A body charged with the management of the heath of members of the society should be beyond suspicion and the article presents a clearly laid out argument and evidence of possible malpractice. Therefore, DSM-IV-TR diagnosis is within suspicion especially on the validity of their findings. Questions on the validity of DSM-IV-TR diagnosis bring all sorts of questions on its relevance and usefulness. It is therefore clear that the use of DSM-IV-TR diagnosis is questionable. Conclusion The wide adoption of DSM-IV-TR diagnosis by professionals and research bodies may be an indication of its relevance to medical conditions.

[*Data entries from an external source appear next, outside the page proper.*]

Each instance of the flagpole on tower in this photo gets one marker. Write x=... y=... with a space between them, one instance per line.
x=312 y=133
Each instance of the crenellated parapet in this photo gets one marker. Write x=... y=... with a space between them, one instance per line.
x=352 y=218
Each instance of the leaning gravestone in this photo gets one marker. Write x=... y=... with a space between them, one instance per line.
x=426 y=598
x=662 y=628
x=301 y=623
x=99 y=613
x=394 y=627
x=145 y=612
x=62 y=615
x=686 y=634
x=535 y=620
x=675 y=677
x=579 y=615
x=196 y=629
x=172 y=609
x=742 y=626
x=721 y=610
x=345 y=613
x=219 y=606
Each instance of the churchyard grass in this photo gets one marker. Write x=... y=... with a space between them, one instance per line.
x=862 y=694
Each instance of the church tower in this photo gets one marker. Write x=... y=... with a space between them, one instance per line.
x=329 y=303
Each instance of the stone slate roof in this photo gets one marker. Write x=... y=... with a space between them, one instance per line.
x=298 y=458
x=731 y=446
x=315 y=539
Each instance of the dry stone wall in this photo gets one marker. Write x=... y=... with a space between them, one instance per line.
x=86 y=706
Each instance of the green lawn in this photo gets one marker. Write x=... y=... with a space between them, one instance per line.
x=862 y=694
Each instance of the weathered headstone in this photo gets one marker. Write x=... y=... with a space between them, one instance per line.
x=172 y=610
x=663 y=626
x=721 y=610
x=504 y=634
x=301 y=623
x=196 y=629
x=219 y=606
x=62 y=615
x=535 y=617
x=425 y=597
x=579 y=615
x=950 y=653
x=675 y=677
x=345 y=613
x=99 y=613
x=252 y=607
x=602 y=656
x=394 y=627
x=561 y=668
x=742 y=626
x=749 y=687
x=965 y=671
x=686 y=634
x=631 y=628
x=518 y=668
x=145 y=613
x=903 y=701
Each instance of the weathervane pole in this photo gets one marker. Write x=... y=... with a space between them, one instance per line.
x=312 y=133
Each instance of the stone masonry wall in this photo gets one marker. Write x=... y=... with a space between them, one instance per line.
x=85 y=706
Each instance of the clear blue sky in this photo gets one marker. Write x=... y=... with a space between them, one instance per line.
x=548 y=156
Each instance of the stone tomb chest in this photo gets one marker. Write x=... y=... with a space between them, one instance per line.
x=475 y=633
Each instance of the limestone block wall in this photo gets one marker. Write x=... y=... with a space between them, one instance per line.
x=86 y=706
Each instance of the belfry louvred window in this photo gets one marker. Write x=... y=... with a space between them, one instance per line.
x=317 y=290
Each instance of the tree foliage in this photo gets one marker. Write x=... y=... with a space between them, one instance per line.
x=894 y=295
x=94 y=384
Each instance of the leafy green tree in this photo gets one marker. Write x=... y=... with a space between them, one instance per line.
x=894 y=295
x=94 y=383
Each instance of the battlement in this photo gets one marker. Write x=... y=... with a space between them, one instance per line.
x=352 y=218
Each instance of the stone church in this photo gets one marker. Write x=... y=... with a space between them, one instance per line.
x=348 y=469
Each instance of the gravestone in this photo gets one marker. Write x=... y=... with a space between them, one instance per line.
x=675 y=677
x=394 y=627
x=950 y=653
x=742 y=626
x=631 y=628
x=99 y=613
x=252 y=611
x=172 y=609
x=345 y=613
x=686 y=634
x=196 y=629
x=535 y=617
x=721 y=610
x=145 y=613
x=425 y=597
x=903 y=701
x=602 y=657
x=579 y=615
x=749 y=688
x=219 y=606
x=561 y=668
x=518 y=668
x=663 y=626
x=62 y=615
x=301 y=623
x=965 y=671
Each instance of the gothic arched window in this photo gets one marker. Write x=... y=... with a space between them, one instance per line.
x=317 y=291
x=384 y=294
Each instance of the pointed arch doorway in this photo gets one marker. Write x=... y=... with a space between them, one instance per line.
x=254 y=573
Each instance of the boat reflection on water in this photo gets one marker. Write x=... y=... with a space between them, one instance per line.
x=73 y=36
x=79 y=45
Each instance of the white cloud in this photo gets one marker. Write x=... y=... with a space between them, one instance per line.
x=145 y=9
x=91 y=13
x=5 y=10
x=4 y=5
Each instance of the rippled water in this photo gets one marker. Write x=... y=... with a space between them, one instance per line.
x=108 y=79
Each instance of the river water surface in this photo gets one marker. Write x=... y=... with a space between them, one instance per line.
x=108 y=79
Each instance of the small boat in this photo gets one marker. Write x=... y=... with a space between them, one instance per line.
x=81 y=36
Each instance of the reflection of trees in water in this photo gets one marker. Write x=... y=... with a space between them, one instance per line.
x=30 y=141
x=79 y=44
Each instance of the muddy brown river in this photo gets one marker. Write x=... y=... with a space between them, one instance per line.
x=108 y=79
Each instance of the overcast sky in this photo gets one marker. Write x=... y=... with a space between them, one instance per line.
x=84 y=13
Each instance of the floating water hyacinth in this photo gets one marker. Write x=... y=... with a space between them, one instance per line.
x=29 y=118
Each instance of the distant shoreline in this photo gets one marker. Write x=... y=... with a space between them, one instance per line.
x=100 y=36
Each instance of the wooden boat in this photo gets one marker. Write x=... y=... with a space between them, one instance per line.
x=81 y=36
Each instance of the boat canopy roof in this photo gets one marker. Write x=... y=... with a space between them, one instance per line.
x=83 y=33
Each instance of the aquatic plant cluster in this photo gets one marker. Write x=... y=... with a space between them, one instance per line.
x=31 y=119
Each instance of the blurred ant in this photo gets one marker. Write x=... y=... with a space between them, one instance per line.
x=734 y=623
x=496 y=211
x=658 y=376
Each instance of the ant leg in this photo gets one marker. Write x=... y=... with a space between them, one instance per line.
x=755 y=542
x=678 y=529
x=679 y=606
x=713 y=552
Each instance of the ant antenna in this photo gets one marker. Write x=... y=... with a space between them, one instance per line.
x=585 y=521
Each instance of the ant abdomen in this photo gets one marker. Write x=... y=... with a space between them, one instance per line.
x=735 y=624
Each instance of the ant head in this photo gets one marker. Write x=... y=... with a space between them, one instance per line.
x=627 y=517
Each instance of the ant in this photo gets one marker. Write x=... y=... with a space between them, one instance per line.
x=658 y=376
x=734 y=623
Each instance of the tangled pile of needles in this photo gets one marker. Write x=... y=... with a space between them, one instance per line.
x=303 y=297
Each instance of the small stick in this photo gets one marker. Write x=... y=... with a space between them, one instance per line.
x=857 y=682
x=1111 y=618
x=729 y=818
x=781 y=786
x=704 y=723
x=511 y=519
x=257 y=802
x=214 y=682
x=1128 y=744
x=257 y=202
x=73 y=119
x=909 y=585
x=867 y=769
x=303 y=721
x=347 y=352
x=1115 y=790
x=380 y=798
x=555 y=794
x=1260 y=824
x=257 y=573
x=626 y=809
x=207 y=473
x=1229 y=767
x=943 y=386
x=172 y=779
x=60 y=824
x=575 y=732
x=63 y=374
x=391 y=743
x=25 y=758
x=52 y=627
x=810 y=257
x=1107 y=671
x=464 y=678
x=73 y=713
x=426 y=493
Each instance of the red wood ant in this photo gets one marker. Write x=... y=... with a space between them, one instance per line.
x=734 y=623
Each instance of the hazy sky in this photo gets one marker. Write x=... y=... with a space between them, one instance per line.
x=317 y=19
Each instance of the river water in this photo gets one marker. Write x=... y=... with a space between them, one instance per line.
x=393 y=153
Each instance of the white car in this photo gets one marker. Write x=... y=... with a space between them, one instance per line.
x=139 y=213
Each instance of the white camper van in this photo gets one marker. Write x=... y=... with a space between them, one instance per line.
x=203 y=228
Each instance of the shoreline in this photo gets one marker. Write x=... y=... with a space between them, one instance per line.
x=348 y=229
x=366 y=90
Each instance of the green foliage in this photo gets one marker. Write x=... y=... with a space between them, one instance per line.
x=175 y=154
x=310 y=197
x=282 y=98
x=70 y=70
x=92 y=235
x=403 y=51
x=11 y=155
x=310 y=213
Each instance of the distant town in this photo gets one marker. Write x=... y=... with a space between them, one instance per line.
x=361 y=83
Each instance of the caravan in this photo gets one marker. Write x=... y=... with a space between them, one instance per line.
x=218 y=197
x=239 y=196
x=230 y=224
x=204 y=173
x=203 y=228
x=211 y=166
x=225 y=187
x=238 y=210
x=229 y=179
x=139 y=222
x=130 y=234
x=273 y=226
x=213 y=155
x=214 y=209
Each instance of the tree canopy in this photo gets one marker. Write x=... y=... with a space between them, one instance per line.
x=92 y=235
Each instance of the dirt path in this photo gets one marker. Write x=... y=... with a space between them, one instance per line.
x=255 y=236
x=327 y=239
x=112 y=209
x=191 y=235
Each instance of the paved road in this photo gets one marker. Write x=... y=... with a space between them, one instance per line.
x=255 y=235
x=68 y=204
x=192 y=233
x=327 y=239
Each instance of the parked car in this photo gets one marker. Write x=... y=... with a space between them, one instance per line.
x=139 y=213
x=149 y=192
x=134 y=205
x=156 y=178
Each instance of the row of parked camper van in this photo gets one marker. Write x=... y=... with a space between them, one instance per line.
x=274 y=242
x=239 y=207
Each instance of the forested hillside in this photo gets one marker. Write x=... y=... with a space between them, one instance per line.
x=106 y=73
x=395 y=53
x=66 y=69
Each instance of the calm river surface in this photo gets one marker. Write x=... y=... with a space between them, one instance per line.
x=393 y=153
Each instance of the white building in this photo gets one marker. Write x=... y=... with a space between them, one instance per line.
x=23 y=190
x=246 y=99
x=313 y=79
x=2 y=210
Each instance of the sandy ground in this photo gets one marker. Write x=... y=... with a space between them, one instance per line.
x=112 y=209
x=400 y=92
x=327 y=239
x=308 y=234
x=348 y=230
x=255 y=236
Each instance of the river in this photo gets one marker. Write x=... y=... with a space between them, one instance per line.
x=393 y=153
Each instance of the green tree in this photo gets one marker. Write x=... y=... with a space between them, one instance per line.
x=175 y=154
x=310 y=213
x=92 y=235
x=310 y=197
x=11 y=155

Though developed by professionals, DSM-IV-TR diagnosis is a theoretical framework that may be difficult to implement. Changes in the number of pages and medical disorders in subsequent revisions of DSM standards is may be an indication that it lacks in some key areas hence the need to improve, this is proved by APA’s announcement that it schedules to release a better DSM-V diagnosis in 2009. To put DMS into perspective, the development on DMS-IV diagnosis was basically an inclusion of clinical significance criteria in half of categories which were in need of symptomatic cause thus, what there areas are they yet to address?
Thus the manner and the relevance of DSM-IV-TR diagnosis has to be analyzed by independent professional to ascertain the viability of the code and proper measures put in place to ensure APA’s conduct is above suspicion. Reference List APA (2000). Diagnostic and statistical manual of mental disorders: DSM-IV-TR. Washington DC: American Psychiatric Association. Eriksen, K. & Kress, V. E. (2005). Beyond the DSM Story: Ethical Quandaries, Challenges, and Best Practices. Thousands Oaks: SAGE Publications.